The semantic security property guarantees that if $x$ is not in the language $L$ and if I have two different messages $m_0$ and $m_1$ encrypted under a statement $x$ that is not in the language, the generated ciphertexts are computationally undistinguishable. Under this property, nobody should be able to tell whether these ciphertexts correspond to an encryption of $m_0$ or $m_1$.
This second security property holds only if $x \notin L$. If $x$ is in the language $L$, this property doesn’t hold anymore, i.e., ppl can break the semantic security and learn the message behind the ciphertext.
So now, let’s go back to our attempt at building witness encryption, which started with the KZG commitment scheme.
In that case, the statement $x$ equals the triple $(com, \alpha, \beta)$, and the witness is the opening proof $\pi$. A statement is in the language if an opening proof exists such that the verification algorithm returns true.
The problem is that for any instantly valid triple, there exists an opening; therefore, $x$ is always in the language.
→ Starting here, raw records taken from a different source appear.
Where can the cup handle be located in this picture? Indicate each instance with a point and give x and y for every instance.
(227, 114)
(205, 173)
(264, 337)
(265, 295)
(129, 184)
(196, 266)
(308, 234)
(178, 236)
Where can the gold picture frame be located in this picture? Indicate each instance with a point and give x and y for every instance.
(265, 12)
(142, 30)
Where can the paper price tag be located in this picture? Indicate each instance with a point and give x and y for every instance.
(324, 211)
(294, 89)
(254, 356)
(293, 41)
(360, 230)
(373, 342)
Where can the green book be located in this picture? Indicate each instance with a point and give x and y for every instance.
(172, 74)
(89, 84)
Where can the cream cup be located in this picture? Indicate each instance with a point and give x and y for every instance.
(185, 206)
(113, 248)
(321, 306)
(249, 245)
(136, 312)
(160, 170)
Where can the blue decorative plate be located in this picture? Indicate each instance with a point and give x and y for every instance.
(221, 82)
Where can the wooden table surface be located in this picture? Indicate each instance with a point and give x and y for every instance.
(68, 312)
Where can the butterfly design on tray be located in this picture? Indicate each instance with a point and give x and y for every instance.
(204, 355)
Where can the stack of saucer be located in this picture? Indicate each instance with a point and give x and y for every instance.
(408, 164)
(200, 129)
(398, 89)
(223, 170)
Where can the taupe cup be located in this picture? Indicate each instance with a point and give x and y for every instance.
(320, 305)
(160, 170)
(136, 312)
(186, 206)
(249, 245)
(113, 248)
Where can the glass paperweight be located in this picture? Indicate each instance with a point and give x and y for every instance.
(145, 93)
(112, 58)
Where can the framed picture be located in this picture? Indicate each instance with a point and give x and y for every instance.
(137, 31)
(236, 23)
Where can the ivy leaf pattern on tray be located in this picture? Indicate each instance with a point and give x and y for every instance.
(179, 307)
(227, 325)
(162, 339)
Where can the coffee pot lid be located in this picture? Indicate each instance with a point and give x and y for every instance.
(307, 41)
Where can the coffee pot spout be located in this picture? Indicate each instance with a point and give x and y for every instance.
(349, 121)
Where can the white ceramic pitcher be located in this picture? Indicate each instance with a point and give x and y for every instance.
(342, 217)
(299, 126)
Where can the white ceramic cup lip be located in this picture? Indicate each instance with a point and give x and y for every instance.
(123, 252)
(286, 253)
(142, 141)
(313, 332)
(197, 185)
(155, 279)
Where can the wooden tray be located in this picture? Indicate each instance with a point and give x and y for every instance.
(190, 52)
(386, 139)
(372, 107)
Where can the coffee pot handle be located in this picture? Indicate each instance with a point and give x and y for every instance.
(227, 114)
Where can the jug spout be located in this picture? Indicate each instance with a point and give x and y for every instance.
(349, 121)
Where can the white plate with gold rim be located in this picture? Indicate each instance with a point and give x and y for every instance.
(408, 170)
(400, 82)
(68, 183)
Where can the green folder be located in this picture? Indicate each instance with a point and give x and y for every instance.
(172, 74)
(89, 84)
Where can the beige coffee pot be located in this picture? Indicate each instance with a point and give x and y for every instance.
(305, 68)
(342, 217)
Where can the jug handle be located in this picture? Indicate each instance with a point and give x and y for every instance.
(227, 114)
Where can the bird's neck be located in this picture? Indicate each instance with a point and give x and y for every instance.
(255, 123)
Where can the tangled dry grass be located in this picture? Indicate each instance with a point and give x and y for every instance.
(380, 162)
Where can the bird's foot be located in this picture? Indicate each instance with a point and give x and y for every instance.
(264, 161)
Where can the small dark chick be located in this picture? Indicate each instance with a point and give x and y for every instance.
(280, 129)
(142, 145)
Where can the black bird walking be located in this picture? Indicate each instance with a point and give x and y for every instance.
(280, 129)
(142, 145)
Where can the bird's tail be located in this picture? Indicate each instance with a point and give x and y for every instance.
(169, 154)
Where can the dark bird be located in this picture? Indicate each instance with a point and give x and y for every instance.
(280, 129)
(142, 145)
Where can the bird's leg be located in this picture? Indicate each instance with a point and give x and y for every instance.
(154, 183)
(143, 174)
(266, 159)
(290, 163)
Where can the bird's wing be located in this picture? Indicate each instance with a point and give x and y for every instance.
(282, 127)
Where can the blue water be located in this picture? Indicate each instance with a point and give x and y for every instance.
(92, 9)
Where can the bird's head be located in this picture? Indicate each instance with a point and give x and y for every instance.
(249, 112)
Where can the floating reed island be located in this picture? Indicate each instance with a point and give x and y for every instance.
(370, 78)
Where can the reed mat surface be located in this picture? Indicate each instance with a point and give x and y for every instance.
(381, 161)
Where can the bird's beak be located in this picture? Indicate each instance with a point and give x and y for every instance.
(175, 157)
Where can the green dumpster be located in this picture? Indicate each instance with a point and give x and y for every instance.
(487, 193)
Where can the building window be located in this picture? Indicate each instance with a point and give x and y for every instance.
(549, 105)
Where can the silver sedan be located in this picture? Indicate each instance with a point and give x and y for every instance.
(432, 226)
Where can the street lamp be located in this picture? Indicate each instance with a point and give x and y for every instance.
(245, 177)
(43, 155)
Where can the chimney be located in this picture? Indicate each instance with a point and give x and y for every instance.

This is a problem because, according to the notion of WE defined by [GGSW13], this wouldn’t guarantee semantic security (i.e., that the message is hidden). In other words, under this KZG-based WE scheme, everyone would be able to decrypt the message as long as the triple used as statement $x$ for encryption is in the language $L$. Instead, we want the message to be decryptable only for those who know a valid opening proof $\pi$ for that statement.
To do so, we add the notion of extractability to our WE scheme, as introduced by [GKP+13]. This says that if an adversary can break semantic security for a statement $x$, an extractor can extract the witness $w$ for $x$. This is cool because we kind of extend the semantic security notion of normal WE also to $x$ that are in the language, which is the case for our KZG-based scheme.
That’s why the authors focus their efforts on building an EWE scheme. Also, most of the paper’s content is dedicated to proof that this scheme is actually extractable, which is beyond the scope of our research.
Note that at 1:02:00 of presentation, Nils mentions a possible 2-round Witness Encryption scheme for Arbitrary Statements based on zkSNARKs. In particular, he specifies that this is not an Extractable Witness Encryption but a normal Witness Encryption. Why is that the case? At 0:05:30 in the presentation, he claims that the semantic security of WE holds when you are working with a language in which it is hard to decide whether $x$ is in the language or not and I think this applies to zkSNARKs.
Conclusions
After reading the paper, the main questions that I’ve been asking myself is if there are other applications that we can built other than Laconic Oblivious Transfer out of the Extractable WE for KZG commitments.
One of the most interesting application is to reduce round of interactions in multi-party applications and, more specifically, private set intersections (PSI) protocols. Ideas in this direction have been proposed by Cursive team, for job matching, by Ingonyama, for fog of war games and by Yiğit Kılıçoğlu, for dark chess.
Another compelling use case is to built 2-round Witness Encryption scheme for Arbitrary Statements based on zkSNARKs as mentioned by the author of the paper at 1:02:00 of his presentation but I’m not sure whether a) this is anywhere useful b) WE is overkill.